Polygon is a solid bike. I own a Xtrada 6 that is now my a back up to a Meta HT AM. For the price, they are hard to beat, and comes with good components (just doesn't have the wow brand name factor). 

My only tip is to double check & torque all hardware, grease everything, and double check the shifting on it. Its a consumer directly sold bike, so there is no LBS to do all that for you.


----------



## DeoreDX (Jul 28, 2007)

Especially double check the torque on the Deore crank arms. And be sure not to over tighten them which can be just as bad. They have been known to fall off.


----------



## JalopyHardtail (Aug 9, 2021)

YMMV said:


> Polygon is a solid bike. I own a Xtrada 6 that is now my a back up to a Meta HT AM. For the price, they are hard to beat, and comes with good components (just doesn't have the wow brand name factor).
> 
> My only tip is to double check & torque all hardware, grease everything, and double check the shifting on it. Its a consumer directly sold bike, so there is no LBS to do all that for you.
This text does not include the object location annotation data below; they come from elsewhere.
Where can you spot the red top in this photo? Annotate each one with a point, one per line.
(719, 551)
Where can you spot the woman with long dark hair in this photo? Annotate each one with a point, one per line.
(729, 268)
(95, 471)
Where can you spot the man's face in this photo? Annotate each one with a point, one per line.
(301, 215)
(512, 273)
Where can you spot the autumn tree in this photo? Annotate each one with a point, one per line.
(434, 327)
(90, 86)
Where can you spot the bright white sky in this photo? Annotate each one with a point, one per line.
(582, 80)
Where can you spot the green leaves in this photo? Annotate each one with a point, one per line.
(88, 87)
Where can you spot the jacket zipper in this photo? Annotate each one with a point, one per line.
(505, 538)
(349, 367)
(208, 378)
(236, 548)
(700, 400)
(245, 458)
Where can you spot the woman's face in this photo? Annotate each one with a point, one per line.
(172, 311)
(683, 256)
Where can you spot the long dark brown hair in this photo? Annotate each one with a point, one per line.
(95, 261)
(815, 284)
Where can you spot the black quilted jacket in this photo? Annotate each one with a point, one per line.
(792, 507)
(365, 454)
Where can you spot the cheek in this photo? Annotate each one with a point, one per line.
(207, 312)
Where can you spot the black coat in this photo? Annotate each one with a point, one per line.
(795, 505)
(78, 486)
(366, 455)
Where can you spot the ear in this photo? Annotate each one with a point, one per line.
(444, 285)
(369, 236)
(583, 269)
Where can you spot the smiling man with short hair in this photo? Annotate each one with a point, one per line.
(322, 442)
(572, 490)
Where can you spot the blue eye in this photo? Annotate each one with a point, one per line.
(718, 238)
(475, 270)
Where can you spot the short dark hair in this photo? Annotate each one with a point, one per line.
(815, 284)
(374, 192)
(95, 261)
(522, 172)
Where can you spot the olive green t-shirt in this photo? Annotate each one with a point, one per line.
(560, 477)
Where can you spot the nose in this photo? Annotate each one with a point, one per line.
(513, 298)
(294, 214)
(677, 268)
Thanks! I'll definitely go through everything and make sure it's solid. I built my last bike so I'm comfortable with the DTC route.


----------



## JalopyHardtail (Aug 9, 2021)

BadgerOne said:


> Good spec for the price, should be a solid ride. Inevitably someone will come along and tell you that it isn't slack enough and the chain stays are long. I'll say that I have a Ti bike with very similar geometry, and it is a fantastic all-around trail thrasher that works for all kinds of conditions outside of the real gnar. Let us know what you think when you get it.


Yeah, it's not the slackest but most of my trails are xc oriented, not a lot of super technical downhill to be found in the area. I messed up my last bike pretty bad and didn't want to be without a bike for too long. Finding an in stock bike right now isn't easy and used bikes in the area are selling for new prices. Having about $1k to spend, it came down to the polygon and a Vitus Sentier. Bikes from the big brands seemed underwhelming at this price point. Hopefully I made a good choice,


----------